Doctors could now predict mental disorders more accurately
Researchers have developed a way that may allow doctors to predict whether children with a genetic disorder will develop autism or psychosis.
Washington: Researchers have developed a way that may allow doctors to predict whether children with a genetic disorder will develop autism or psychosis.
Researchers have known that children who are missing about 60 genes on a certain chromosome are at an elevated risk for developing either a disorder on the autism spectrum or psychosis that is, any mental disorder characterised by delusions and hallucinations, including schizophrenia.
However, there has been no way to predict which child with the abnormality might be at risk for which disorder.
Researchers at University of California, Los Angeles (UCLA) and the University of Pittsburgh are the first to suggest a potential way to make that determination.
Researchers have isolated specific genetic differences in people with DiGeorge syndrome between who have autism and those who have psychosis.
DiGeorge syndrome affects roughly 1 in 2500 children born worldwide, and is the second most common genetic abnormality, after Down syndrome.

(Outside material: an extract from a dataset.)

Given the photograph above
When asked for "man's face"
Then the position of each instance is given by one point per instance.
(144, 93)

Between 30 and 40 per cent of individuals with the DiGeorge syndrome are diagnosed with a disorder on the autism spectrum, and between 25 and 30 per cent are diagnosed with a psychotic disorder. A small number are diagnosed with both autism and psychosis.
"The hope is that eventually we could identify individuals at risk for either disorder with a blood sample," said lead author Maria Jalbrzikowski, from the University of Pittsburgh.
Senior author Carrie Bearden, a professor at UCLA, and Jalbrzikowski, who was a postdoctoral fellow in Bearden's lab at the time of the study, took blood samples from 46 UCLA patients with the deletion.
They also took blood samples from 66 control subjects. They analysed the samples using a new technique developed by UCLA geneticist Steve Horvath, which allows researchers to look for patterns of genes that are connected to one another.
The analysis determined whether specific gene expression patterns were associated with psychosis or autism.
On average, people with DiGeorge syndrome and psychosis had 237 genes that showed a different pattern from the genes of people with the syndrome but without psychosis.
In a separate step, the researchers compared the genes associated with psychosis in the UCLA group of DiGeorge syndrome patients with psychosis to those of a sample of 180 Dutch patients who had been diagnosed with schizophrenia but did not have the syndrome. They found an overlap of seven genes.
The seven overlapping genes play a role in foetal brain development, suggesting that psychosis may originate during the early stages of brain development, Bearden said.
Meanwhile, the DiGeorge syndrome patients with autism differed from their counterparts without autism in the expression of 86 genes, which are likely involved in the development of the immune system.
The study was published in the journal PLOS One.